Aborto sì. Anche per i cattolici. Le reazioni istituzionali e dell’opinione pubblica nell’UE e negli Stati Uniti
La Risoluzione 302 del 7 luglio 2022, l’Eurocamera ha chiesto al Consiglio di inserire nella Carta dei diritti Fondamentali dell’UE un nuovo articolo, il 7 bis, che recita “diritto all’aborto: ogni persona ha diritto all’aborto sicuro e legale”.
Mentre negli Stati Uniti, dopo il ribaltamento della Corte Suprema della sentenza Roe contro Wave che legalizzava a livello federale l’accesso all’interruzione di gravidanza, il buon risultato dei democratici alle elezioni di Medio termine del novembre scorso, viene letto come il primo referendum ufficiale a favore del ripristino del diritto all’aborto.
Quelli effettivi di referendum si sono svolti in cinque Stati e i cittadini si sono espressi a favore delle misure che garantiscono l’interruzione di gravidanza. Di più hanno fatto in California, Vermont e Michigan hanno approvato che tale diritto sia inserito nelle proprie costituzioni.

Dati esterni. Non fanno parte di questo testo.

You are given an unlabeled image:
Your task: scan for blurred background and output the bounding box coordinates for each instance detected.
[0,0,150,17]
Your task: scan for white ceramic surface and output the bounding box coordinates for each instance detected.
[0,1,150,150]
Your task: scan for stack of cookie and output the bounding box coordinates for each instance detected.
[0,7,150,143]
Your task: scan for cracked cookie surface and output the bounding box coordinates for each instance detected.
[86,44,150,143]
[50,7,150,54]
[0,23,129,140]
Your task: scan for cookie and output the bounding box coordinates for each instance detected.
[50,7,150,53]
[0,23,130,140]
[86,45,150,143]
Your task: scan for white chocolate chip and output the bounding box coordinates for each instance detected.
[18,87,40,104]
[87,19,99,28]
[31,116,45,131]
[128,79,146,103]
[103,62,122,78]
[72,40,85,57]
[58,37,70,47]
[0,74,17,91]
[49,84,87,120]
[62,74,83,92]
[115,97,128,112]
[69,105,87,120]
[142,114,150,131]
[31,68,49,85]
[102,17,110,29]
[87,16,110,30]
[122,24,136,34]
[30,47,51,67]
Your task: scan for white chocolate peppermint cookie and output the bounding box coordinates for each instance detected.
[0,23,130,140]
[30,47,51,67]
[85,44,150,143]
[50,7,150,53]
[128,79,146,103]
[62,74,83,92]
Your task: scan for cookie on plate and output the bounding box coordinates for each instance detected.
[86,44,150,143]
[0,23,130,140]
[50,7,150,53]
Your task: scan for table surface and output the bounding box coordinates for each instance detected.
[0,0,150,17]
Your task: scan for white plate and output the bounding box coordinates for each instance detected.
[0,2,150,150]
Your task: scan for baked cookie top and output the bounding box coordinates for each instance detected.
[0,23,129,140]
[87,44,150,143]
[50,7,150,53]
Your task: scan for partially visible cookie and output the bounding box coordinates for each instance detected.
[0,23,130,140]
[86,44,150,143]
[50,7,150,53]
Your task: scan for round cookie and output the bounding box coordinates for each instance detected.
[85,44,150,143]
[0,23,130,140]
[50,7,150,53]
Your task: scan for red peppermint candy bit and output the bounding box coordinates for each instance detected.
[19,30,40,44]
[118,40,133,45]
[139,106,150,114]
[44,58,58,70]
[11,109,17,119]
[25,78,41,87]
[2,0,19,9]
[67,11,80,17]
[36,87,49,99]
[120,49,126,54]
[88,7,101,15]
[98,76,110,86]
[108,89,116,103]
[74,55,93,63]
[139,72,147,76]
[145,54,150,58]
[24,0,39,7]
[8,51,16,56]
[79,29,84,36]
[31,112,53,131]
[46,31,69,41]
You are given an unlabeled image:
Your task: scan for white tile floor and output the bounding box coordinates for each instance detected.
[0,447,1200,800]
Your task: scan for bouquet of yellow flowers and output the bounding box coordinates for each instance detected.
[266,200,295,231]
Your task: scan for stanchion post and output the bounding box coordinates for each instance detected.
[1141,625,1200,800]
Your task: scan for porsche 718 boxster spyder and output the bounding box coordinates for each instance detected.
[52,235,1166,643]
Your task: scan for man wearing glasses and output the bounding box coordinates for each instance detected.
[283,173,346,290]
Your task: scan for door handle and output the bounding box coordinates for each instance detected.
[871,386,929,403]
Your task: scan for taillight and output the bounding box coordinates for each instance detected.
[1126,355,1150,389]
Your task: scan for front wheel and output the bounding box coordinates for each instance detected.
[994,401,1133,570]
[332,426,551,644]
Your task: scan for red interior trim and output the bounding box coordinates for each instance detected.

Agensir.it recentemente riportava i risultati del sondaggio condotto nel settembre scorso dalla Nbc news secondo il quale il 57% dei cattolici statunitensi “il più grande gruppo religioso degli States con 61 milioni di aderenti”, è favorevole all’aborto.
Secondo l’Organizzazione mondiale della sanità “l’aborto non sicuro è una delle cause principali, ma prevenibili, di morte e morbilità materne. Può portare a complicazioni di salute fisica e mentale e oneri sociali e finanziari per le donne, le comunità e i sistemi sanitari”.